Bernd Siegler: Wir verstehen das Ganze als interaktives Lern- und Rechercheportal. Wir würden uns daher sehr freuen, wenn die Ergebnisse auch den Weg wieder zu uns finden würden, damit wir sie wiederum allen Interessierten zur Verfügung stellen können. Genauso ist das ja gedacht. Schließlich arbeiten wir und ein paar Ehrenamtliche daran, über kurz oder lang eine komplette Datenbank der Spieler und Spiele des 1. FC Nürnberg seit der Gründung am 4. Mai 1900 auf die Beine zu stellen. Die Geschichtswerkstatt und die Darstellung der Ergebnisse in einer umfangreichen Datenbank verstehen sich als work-in-progress, d.h. sie wächst mit der Recherchebeteiligung und mit jedem Projekt.

Ihr habt viel Zeit, Lust und Leidenschaft in ClubGeschichte.de gesteckt. Was macht dieses Geschichtsprojekt für den Club so besonders?

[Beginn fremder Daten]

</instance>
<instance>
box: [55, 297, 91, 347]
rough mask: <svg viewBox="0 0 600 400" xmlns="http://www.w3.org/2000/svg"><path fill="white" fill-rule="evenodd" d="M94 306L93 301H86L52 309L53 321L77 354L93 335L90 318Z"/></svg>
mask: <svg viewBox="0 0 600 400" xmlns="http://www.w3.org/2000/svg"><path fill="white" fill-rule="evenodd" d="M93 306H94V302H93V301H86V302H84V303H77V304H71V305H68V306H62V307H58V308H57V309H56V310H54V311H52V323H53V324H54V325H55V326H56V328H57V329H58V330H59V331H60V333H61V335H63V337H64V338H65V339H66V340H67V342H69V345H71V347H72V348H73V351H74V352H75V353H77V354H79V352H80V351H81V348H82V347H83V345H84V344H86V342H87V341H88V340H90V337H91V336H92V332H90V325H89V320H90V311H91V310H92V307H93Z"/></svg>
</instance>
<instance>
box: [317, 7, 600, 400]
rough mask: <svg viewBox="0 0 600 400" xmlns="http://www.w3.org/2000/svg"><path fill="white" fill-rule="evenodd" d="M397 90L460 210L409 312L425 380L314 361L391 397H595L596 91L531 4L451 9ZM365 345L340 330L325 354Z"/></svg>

Hannes Orth: Ganz einfach: Wer die Gegenwart verstehen will, muss die Vergangenheit kennen. Das gilt auch für den Fußball. Fußball war nicht immer ein Millionengeschäft. Die Entwicklung des Fußballs in diese Richtung und die Fanszene wirken sich auf die einzelnen Vereine aus. Diese agieren zudem nicht im luftleeren Raum, auch gesamtgesellschaftliche Ereignisse schlagen sich im Sport nieder. Der Fußball ist daher immer ein Spiegelbild der Gesellschaft.

Das gilt leider auch für Rassismus und Antisemitismus. Der ist längst in der Mitte der Gesellschaft angekommen. „Jude“ ist nicht nur ein gängiges Schimpfwort in den Schulen auf dem Pausenhof, sondern auch im Stadion und auf den Sportplätzen. Mit ClubGeschichte.de und anderen Projekten stellt sich unser Verein seiner sozialen Verantwortung in diesem Bereich, um solchen Entwicklungen entgegenzuwirken und Rassismus sowie Antisemitismus konsequent die rote Karte zu zeigen. Daher bietet unsere Plattform nicht nur den historischen Blick in unsere Vergangenheit, sondern ermöglicht auch einen niedrigschwelligen Zugang zu unseren Bildungsprojekten.